On Wednesday, October 31, Andrew W. Mellon research fellow Ben Park, a Ph.D. candidate at the University of Cambridge, England, presented a brown bag lunch talk, “The Theology of Citizenship: Local Preachers and the Production of Nationalism in Early America.” Park’s dissertation explores the local production of national identities in the Early Republic, using South Carolina, Pennsylvania, and Massachusetts as comparative regional case studies. His current research focuses on the role of the clergy in imagining and disseminating notions of citizenship and national character. To introduce his topic, Park described the evolution of the Reverend Jeremy Belknap (1744-1798), a key figure in the founding of the Massachusetts Historical Society. Belknap spent his early career in New Hampshire where his sermons remained politically neutral throughout the Revolution and into the 1780s. Only when Belknap moved from New Hampshire to Boston in 1787, where he took up a post at the Federal Street Church, did his weekly sermons begin to more overtly combine religious notions of providentialism with exhortations to patriotic sensibility. He began to speak of God’s role in shaping the United States as a nation, condemned those he saw as religious and political fanatics, had harsh words to say about French “atheist” revolutionaries, and expressed trepidation at the growing role of mercantilism in American life. Park theorizes that Belknap’s change in geographic location brought him into a new “localized nationalism,” in which particular Boston-based notions of civic responsibility and national identity galvanized him into political speech. Previous historians have explored the effect of politics on religious identity and practice; Park wonders about the effect of religion on political identity and action.

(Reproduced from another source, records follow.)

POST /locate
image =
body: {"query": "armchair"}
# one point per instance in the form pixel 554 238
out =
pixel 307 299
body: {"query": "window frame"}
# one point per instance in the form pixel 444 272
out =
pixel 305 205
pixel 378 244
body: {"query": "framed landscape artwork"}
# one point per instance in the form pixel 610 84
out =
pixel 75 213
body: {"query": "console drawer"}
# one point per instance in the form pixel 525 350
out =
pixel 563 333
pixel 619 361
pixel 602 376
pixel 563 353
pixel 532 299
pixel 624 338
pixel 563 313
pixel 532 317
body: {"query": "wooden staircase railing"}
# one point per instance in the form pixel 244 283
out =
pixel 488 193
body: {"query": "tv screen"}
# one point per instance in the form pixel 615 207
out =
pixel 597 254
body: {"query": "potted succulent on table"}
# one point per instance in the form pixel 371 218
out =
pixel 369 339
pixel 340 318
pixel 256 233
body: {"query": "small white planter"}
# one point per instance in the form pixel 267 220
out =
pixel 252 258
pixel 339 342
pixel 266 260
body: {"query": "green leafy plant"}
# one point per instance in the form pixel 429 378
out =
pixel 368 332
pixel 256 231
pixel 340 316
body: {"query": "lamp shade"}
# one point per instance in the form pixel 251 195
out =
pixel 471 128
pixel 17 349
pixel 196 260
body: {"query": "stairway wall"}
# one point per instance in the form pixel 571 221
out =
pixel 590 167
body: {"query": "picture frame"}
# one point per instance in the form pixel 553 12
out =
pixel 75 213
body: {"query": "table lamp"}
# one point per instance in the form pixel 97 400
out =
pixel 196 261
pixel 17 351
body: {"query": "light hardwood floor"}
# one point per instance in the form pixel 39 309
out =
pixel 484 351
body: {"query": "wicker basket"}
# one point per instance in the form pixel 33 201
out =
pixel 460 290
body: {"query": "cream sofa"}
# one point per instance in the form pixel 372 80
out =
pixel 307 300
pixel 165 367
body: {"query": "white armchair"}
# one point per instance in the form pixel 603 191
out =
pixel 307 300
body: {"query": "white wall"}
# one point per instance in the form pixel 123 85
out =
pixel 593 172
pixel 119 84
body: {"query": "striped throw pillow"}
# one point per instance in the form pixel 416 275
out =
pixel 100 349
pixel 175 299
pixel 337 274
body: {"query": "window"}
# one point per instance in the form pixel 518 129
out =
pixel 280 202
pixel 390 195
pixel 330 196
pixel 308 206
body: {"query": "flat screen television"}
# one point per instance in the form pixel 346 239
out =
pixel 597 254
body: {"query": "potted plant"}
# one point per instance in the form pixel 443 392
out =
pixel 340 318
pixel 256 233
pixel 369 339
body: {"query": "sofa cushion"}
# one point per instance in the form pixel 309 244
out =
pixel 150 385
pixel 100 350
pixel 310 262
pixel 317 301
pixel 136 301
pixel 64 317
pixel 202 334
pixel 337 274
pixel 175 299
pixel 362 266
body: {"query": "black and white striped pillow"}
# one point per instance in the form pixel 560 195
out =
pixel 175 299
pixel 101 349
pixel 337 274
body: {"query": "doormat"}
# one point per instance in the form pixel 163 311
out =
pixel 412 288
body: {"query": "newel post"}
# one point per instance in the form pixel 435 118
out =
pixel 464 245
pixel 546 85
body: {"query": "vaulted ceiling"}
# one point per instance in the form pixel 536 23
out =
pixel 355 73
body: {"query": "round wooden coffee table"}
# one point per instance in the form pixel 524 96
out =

Conversation following Park’s presentation explored the working definitions of “local,” “national,” and “citizenship,” and the relationship between these three concepts: What does it mean for citizens to articulate ideas of nationalism from their position in a particular locality? What happens when individuals from two different localities converse about their mutual citizenship in the newly federal America? To what extent can existing sources – such as sermons – open a window into how congregants understood themselves in relation to political powers? When sources are clustered in urban centers (Boston, Philadelphia, and Charleston) to what extent can arguments be made about the region as a whole? What interpersonal networks existed between urban and rural communities in each state? How does one get not only at local political ideas but also local political acts such as voting, pageantry, and revolts?
We look forward to following Ben’s work during over the course of his year-long residency here in Boston conducting his primary source research for the dissertation; and eventually we look forward to congratulating him upon a successful defense of his work and conferral of his Ph.D. Best wishes for a successful year of study and writing!